Clarissa Ward interviews European, American jihadists inside Syria
For Clarissa Ward's full reports, watch the CBS Evening News tonight and Wednesday at 6:30 p.m. ET.
After months of planning, I found myself in the back of a car speeding along the winding roads of Syria, near the border with Turkey.
I've been in and out of Syria about a dozen times since the civil war began more than three years ago. I looked out the window at the familiar silvery green olive trees dotted across ever-expanding camps for the millions of internally displaced people. Riding shotgun was my host, a 26-year-old former soldier from Holland who joined the jihad in Syria two years ago. He goes by his last name, Yilmaz. He gestured at the sprawling camp.
"Look at this, please. It's getting bigger and bigger every day. No education, no proper food... nothing for these people," he said. "They live with the bare minimum. They've been begging for help for so long. And what do they get, they get bombs. And then they ask me, would you fight these people that are bombing them. I would fight anybody. Even if it was my own father that was bombing them, I would fight him and kill him myself."
Yilmaz is one of the many Europeans to have joined the dozens of rebel groups -- including the Islamic State of Iraq and Syria (ISIS) -- across Syria and Iraq.
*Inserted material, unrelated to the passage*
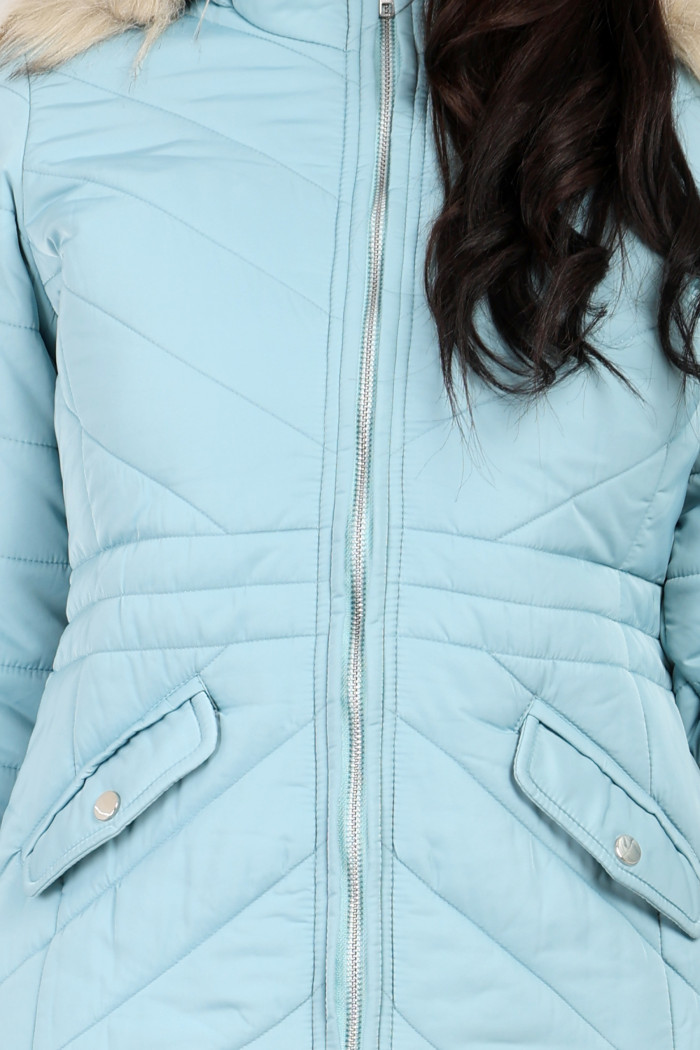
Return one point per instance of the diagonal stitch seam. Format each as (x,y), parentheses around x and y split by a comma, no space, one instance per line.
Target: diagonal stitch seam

Intelligence estimates put the number of Westerners who have joined the militants as high as 3,000. It's a worrying trend for Western governments, and sparked our interest in trying to find out why so many would give up their lives and join a war thousands of miles away. After four months of negotiations, Yilmaz had finally agreed to let me interview him. I traveled undercover across the bustling Turkish-Syrian border to meet him.
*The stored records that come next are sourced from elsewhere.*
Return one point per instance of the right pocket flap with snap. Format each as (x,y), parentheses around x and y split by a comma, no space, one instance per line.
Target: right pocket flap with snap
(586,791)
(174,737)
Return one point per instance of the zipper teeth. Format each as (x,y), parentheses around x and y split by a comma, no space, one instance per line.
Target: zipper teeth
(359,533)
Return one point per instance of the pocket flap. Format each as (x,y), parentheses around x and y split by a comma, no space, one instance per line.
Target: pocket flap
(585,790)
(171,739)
He said he decided to join the jihad to help defeat Syrian dictator Bashar Assad. He'd been deeply disturbed by the hundreds of YouTube videos posted every day showing regime's brutal crackdown in Syria. This is a war playing out in real time on the Internet. Yilmaz's experience in the Dutch military immediately made him a sought-after trainer for the rebels as more recruits of varying skills joined the cause. Over two years, Yilmaz's religious outlook became more fundamentalist. Although he doesn't fight with ISIS, he won't condemn them either.
Yilmaz introduced me to another foreign fighter, an American who goes by the nom du guerre Ibn Zubayr. Ibn Zubayr told me he left his home in the Midwest three years ago to come to Syria. He fights with Jabhat al Nusra, a rebel group that has sworn allegiance to al Qaeda and which has been designated a terrorist organization by the U.S. government.
Zubayr was an ordinary teenager in the U.S., playing high school sports, growing up on Hollywood movies and attending college. When he decided to study overseas in the Middle East, everything changed. He became politicized by the war in Syria, and decided he couldn't return home. Instead, he joined the jihad and has become radicalized by what he sees as a war on Islam, led by the United States.
His views are extreme: he has praise for Osama bin Laden and al Qaeda. The U.S. airstrikes have hardened his resolve -- he narrowly escaped death when a Tomahawk missile hit the house where he had been living in Idlib, in western Syria.
The sharp spike in the number of Western jihadis has triggered real concern among leaders in the U.S. and Europe. When they return home, will they launch terror attacks? Can they be stopped from traveling to the Middle East? What motivates them to do it, and how can governments prevent it?
Outside of the hundreds of online propaganda videos, we hear so little from these men and women, who trade in their comfortable lives in the West for an unfamiliar battlefield. Our conversations with two foreign fighters provide a rare insight into a war that's changing the face of the Middle East, and beyond.